Burgers de criquets et autres brochettes de grillons ont encore un peu de chemin à parcourir avant de conquérir le cœur et l’estomac, des gourmets suisses. Les arguments pour franchir le pas ne manquent certes pas, mais bon nombre d’obstacles persistent.
La Suisse ouvre la voie en Europe
Vous l’ignoriez peut-être, mais en mai 2017 et en première européenne, la Confédération helvétique a légiféré pour intégrer trois espèces d’insectes dans l’Ordonnance sur les denrées alimentaires. Les criquets, les vers de farine et les grillons font ainsi désormais partie intégrante de la liste des aliments officiellement autorisés à la consommation dans notre pays. Que ceux qui grimacent se rassurent, la plupart des produits commercialisés le sont à partir de farine d’insectes, donc méconnaissables, et l’OSAV (Office fédéral de la sécurité alimentaire) a pris toutes les précautions pour en garantir l’hygiène et la sécurité.

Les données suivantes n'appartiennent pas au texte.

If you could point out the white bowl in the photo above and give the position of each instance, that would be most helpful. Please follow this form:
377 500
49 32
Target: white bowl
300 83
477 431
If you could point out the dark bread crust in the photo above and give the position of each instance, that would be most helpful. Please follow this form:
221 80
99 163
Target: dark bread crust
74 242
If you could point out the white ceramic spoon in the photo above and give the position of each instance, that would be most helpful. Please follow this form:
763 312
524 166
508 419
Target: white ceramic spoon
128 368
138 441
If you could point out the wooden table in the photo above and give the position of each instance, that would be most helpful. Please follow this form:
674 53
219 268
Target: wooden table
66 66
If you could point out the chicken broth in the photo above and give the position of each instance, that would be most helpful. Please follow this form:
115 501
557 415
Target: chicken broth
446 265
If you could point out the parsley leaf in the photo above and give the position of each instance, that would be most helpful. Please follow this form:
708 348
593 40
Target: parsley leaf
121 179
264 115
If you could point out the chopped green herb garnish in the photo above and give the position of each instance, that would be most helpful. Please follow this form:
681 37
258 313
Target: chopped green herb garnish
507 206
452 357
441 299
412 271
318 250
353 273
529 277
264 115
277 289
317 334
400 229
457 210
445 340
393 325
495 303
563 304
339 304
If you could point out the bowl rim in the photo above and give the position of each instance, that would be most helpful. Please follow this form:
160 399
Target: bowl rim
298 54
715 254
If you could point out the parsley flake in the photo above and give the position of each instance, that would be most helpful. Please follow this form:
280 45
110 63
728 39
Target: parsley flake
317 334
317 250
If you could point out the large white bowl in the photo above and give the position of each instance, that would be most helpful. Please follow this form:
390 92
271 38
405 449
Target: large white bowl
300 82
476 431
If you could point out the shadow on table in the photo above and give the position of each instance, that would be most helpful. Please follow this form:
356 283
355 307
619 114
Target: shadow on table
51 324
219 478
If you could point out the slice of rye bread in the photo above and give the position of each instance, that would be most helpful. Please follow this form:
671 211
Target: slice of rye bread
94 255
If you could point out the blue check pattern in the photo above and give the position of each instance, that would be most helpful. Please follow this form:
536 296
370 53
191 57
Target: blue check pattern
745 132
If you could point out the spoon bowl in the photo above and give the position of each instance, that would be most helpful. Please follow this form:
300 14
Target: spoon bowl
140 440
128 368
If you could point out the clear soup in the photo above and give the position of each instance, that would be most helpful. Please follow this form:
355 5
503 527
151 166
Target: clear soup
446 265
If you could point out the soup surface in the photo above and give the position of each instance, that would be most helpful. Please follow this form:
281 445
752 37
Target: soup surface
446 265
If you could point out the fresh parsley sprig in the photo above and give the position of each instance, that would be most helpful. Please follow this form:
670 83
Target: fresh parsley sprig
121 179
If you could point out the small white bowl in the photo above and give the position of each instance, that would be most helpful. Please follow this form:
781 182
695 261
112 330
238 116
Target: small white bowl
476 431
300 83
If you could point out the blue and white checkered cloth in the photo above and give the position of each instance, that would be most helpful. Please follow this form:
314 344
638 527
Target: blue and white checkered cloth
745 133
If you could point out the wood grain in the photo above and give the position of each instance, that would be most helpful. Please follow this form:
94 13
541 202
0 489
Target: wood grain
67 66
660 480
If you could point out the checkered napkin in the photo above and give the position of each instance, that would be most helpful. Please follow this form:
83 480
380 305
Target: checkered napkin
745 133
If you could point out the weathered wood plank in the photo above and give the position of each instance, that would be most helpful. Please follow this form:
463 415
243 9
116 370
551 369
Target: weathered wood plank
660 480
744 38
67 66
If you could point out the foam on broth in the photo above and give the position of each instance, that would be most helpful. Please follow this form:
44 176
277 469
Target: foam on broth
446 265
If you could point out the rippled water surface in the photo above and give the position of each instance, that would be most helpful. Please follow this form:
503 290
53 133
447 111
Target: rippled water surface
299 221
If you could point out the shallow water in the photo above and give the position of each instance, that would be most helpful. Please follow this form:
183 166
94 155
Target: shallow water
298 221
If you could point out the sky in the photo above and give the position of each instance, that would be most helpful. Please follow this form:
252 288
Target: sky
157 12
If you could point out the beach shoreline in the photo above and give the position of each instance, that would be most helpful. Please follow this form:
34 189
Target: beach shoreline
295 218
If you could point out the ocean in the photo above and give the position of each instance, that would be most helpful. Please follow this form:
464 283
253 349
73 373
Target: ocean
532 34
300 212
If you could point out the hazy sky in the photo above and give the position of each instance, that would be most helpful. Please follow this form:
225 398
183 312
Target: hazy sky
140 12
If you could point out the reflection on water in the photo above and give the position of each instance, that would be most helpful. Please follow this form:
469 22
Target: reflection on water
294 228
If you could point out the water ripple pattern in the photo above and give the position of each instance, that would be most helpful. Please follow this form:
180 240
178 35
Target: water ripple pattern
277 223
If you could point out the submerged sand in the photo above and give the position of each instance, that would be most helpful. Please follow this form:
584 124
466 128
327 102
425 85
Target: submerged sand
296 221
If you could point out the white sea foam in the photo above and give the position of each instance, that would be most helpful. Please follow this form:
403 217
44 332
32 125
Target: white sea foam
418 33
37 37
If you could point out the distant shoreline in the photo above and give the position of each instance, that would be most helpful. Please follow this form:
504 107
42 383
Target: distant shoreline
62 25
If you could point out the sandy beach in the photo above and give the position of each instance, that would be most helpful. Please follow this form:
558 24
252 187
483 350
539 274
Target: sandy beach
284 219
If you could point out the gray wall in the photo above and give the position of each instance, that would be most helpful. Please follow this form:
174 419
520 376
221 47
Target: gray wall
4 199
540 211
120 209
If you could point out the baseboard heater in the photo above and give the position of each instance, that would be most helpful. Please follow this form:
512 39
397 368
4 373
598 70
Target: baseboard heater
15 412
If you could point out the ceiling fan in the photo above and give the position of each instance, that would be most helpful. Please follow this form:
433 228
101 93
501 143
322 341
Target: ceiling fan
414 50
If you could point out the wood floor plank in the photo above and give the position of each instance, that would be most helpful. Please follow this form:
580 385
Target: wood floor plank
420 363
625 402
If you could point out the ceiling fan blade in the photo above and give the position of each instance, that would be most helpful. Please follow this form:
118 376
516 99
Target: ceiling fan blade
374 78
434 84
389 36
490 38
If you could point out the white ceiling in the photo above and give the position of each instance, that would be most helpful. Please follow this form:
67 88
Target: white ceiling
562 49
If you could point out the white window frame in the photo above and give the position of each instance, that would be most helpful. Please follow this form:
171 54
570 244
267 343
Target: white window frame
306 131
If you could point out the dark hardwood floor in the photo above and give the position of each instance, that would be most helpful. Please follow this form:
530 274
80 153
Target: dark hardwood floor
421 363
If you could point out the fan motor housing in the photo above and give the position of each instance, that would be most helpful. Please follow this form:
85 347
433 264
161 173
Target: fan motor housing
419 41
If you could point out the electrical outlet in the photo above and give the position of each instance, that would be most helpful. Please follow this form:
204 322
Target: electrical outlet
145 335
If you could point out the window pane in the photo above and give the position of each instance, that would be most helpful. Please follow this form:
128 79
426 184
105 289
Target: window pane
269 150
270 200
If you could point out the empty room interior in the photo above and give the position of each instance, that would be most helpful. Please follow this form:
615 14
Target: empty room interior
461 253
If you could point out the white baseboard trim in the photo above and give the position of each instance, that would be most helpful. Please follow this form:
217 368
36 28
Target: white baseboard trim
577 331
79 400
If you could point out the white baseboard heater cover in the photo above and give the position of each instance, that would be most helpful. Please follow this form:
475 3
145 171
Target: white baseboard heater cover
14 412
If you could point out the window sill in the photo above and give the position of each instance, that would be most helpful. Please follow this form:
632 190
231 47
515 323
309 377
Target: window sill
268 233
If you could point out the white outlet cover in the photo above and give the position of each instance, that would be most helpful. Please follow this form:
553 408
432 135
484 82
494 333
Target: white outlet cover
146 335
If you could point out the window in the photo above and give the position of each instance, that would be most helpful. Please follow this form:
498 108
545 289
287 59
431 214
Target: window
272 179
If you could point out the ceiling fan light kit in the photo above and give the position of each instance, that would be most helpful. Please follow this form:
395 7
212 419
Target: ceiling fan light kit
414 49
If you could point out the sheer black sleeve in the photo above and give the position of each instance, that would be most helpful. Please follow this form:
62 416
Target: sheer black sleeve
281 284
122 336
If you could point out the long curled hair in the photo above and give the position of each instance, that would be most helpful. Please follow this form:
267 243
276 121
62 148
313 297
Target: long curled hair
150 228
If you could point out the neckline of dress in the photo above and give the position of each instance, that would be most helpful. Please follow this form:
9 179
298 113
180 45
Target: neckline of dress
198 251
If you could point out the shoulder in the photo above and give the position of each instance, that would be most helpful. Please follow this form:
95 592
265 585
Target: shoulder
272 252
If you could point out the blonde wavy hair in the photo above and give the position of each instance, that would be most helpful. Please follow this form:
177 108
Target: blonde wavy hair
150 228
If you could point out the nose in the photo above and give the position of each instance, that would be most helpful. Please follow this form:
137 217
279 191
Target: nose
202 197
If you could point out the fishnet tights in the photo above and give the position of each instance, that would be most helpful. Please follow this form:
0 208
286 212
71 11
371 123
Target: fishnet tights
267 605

Notons que la vitalité de la Suisse en matière de mode alimentaire ne date pas d’hier. En 1865 déjà, la famille de pharmaciens bernois Wander développe un extrait de malt et d’œufs destiné à lutter contre la malnutrition : l’Ovomaltine était née. A la même époque, Henri Nestlé, pharmacien lui aussi, innove avec une farine lactée destinée aux nourrissons qui ne peuvent être allaités. Quant à Rodolphe Lindt, il met au point une recette de chocolat surfin.
Beaucoup de bonnes raisons de manger des insectes
Au même titre que la viande ou le poisson, l’Homme mange des insectes depuis des millénaires. Aujourd’hui, près d’un tiers de la population mondiale en consomme chaque jour, le plus souvent par choix. Parce que ça a bon goût (ah l’arôme de noisette du ver de farine grillé !), et parce que c’est sain. Les insectes comestibles présentent en effet des atouts de choix sur le plan nutritionnel. Leur teneur en protéines est comparable à celle de la viande, et même 3 fois plus élevée dans la farine d’insectes. Ils sont riches en minéraux, particulièrement en sélénium, calcium, fer, manganèse et zinc, et en vitamines du groupe A, B et C. De par la chitine qu’ils contiennent, les insectes apportent aussi des fibres bénéfiques pour la digestion et le système immunitaire.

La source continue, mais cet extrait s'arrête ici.